We are human, and cannot deny our innate competitive instincts that often drive us to put ourselves above our passion or cause. We perpetuate this idea that you should only give when you have a surplus of time, energy, money or alternative resources. But, what if we chose to see the world as a collective effort to better life for everyone around the world? What if every time we did something to help ourselves, we did something to help someone else?
I am currently caught between two worlds. Being an International Relations major, my studies of international security tell me that the only way to survive in the world is to serve your own self-interest. In this world, power is zero sum and there is no agreement that is mutually beneficial. In this world, someone always wins and someone always loses. It is a fact and one of the widely accepted tenants of international relations theory.

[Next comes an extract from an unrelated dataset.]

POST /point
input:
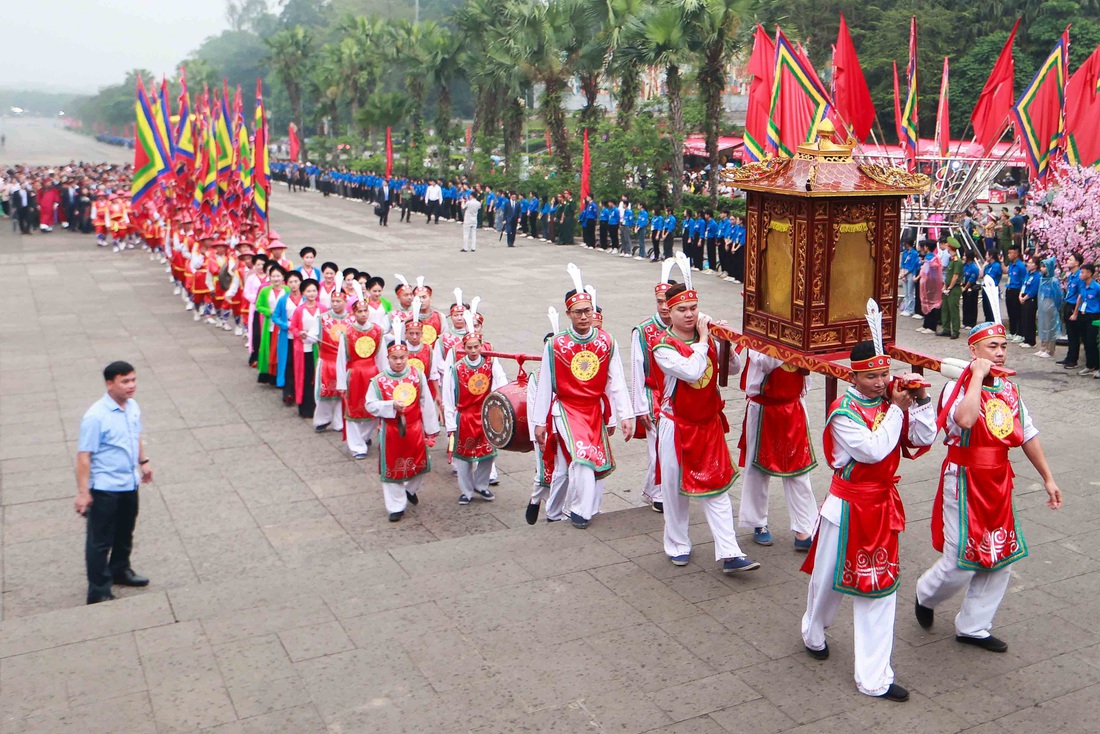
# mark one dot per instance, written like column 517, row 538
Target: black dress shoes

The other half of my heart is community engagement, service and collective betterment. In this world, you only engage in negotiations or trades that are mutually beneficial for both parties. Here, you are expected to be pro-social and you often deny your innately competitive nature to serve the collective good of society. You do not exploit the lower tier of society, but rather act from a place where everyone has the potential to benefit. There is great risk, but also great potential for reward.
How do you combine these worlds? I imagine this is a question that businessmen and women, politicians, theorists, academics, and others deal with. What causes someone to be socially conscious? Is it their upbringing and the environment in which they live? Is it life experience or exposure? Are socially conscious people simply anomalies? I don’t think so.
Social entrepreneurship is the bridge between these worlds. You can better yourself and your company, but you can also better society and the world. Think about it this way; if I were to give you one million dollars without any stipulations, you would take it without hesitation. But, if I gave you the opportunity to take a million dollars conditional upon the fact that I would match your one million with another one million you would have to give someone in need, you’d likely take it as well. The only sacrifice to you is the effort you would exert to administer those million dollars to an impoverished community. That is social entrepreneurship; giving to others, while providing for yourself. The model sustains itself while attacking the root of the social issue; what’s not to love?
This emerging field gives me hope that someday these two worlds might meet. There is great opportunity for us to move forward both personally and as a society, but it takes a commitment on our part to innovate, inspire and create.